La esencia del problema, que obliga a tratarlo de forma un tanto cáustica,
es que por momentos se evidencia que el nivel de seriedad que se antepone a
los diferentes enfoques se nos hace tan variable que parece transitarse de
lo sublime a lo ridículo. Quiere esto decir que la “cubanología” está en
ocasiones ausente del conocimiento de causa que debería prevalecer a la hora
de emitir un juicio que aspire a ser válido y, a contrapelo de la lógica mas
elemental, resulta mas loable y aceptada cuanto más superficial es.
Por supuesto que si nos atenemos de una manera contumazmente cartesiana y
usamos el método como único recurso –filosóficamente es así- los resultados
van a tener siempre un carácter preliminarmente concebido.

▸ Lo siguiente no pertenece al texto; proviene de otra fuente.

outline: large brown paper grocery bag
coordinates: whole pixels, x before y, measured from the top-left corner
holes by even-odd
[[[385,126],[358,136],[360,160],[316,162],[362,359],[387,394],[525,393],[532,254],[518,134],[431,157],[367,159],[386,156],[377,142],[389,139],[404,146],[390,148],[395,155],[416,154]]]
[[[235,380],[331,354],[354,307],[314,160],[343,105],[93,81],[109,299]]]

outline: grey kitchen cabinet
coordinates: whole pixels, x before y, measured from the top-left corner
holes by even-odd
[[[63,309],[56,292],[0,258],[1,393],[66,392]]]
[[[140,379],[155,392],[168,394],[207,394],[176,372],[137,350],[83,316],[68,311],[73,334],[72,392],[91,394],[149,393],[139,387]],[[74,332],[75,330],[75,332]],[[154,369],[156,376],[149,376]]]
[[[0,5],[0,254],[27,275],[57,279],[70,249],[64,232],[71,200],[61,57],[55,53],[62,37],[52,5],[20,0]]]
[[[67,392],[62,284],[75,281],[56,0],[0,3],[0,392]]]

El momento en que
se desata el avispero, hará que todos y bajo toda circunstancia se den a la
tarea de esbozar la misma temática y en consecuencia las conclusiones se
hagan fácilmente previsibles: el “embargo-bloqueo”es un argumento envejecido
e inoperante y, aunque no deba ser eliminado tendrá que revestirse de la
modernidad en sintonía con las cambiantes circunstancias.
La anterior es la alternativa más discutida. ¿Es sin embargo, la que la
lógica, la razón y el conocimiento de las circunstancias deberían imponer?.
A mi manera de pensar la respuesta es absolutamente negativa; y si hablamos
de razones históricas, como algunos alegan, tengo la impresión de que se
diluye la historia en una empírica y parcial relación de hechos. Quienes no
tienen la experiencia vívida de cualquier proceso y recepcionan la
información recopilándola a través de diferentes fuentes siempre corren el
riesgo de la falta de mesura, la parcialidad y el esbozo de un argumento
fútil y vano. En nuestro caso, al juzgar un proceso aún en desenvolvimiento,
habría que ser más incisivo.
Pero llegado el momento de ventilar las intrínsecas e insalvables
contradicciones del proceso cubano es donde la falta de entendimiento se
hace mas notable. Cuba es un país sujeto al inmovilismo y donde la falta de
una verdadera dialéctica –la hegeliana y no precisamente la marxista-nunca
ha dejado de ser el evidente anclaje del estado totalitario y vertical, que
si bien no se inaugura allí; si tiene matices muy peculiares relacionadas
con el elemento geopolítico que por arte de la sinrazón se trasmuta de
ventaja, en parte de un discurso obsesivamente negativo. Cuba se convierte,
en consonancia con los desvaríos de sus representantes en “faro de América
en su lucha contra el imperialismo yanqui” y deja de ser “la llave del
Golfo” que su envidiable posición geográfica debería depararle.
Cincuenta años de desculturización y anti-intelecto no pueden ofrecer
alternativas viables cuando se trata de encarar cambios, aún si solo nos
atenemos a la implicación genérica de la palabra. El atrincheramiento
ideológico –término este último de ralea antidemocrática per se- evidenciado
en la falta de un legado valedero por los que han estado y aún estan al
frente del país, la incapacidad manifiesta de resolver los problemas mas
acuciantes de la sociedad y el encarar la toma de todas las decisiones a
través de un poder piramidalmente estructurado y verticalmente estatuido,
impiden el diálogo y congelan de antemano las posibilidades de un posible
entendimiento. La semántica es diferente y exclusiva desde el punto de vista
de las tiranías; si no, ¿ a que vienen los retorcidos argumentos expuestos a
través, por ejemplo, de la llamada “batalla de ideas”, o el simplismo de
acusar a quienes se atrevan a discrepar de “diversificados ideológicos”?.
Sin dudas la respuesta está en el hecho de que diversificar la manera de
pensar y desdeñar las ideologías puede ser un pecado en ambientes donde la
persecución es un delirio.
¿Estamos entonces ante una situación insoluble?. Creo que por el momento si,
pero el tiempo histórico ahonda la crisis generacional que constituye la
única puerta de salida y a la larga hará inclusiva la posibilidad de
participación de sectores más amplios y variados, capaces de ir situando los
hechos en su verdadera perspectiva y acreditarles su valor justo y real. El
tiempo que ha de demorar este proceso, hoy no es predecible; la vinculación
de ingredientes disímiles impide emitir criterios al respecto sobre todo si
nos alejamos de los oráculos tremebundos y nos acercamos al cientificismo
que la seriedad de la historia nos impone.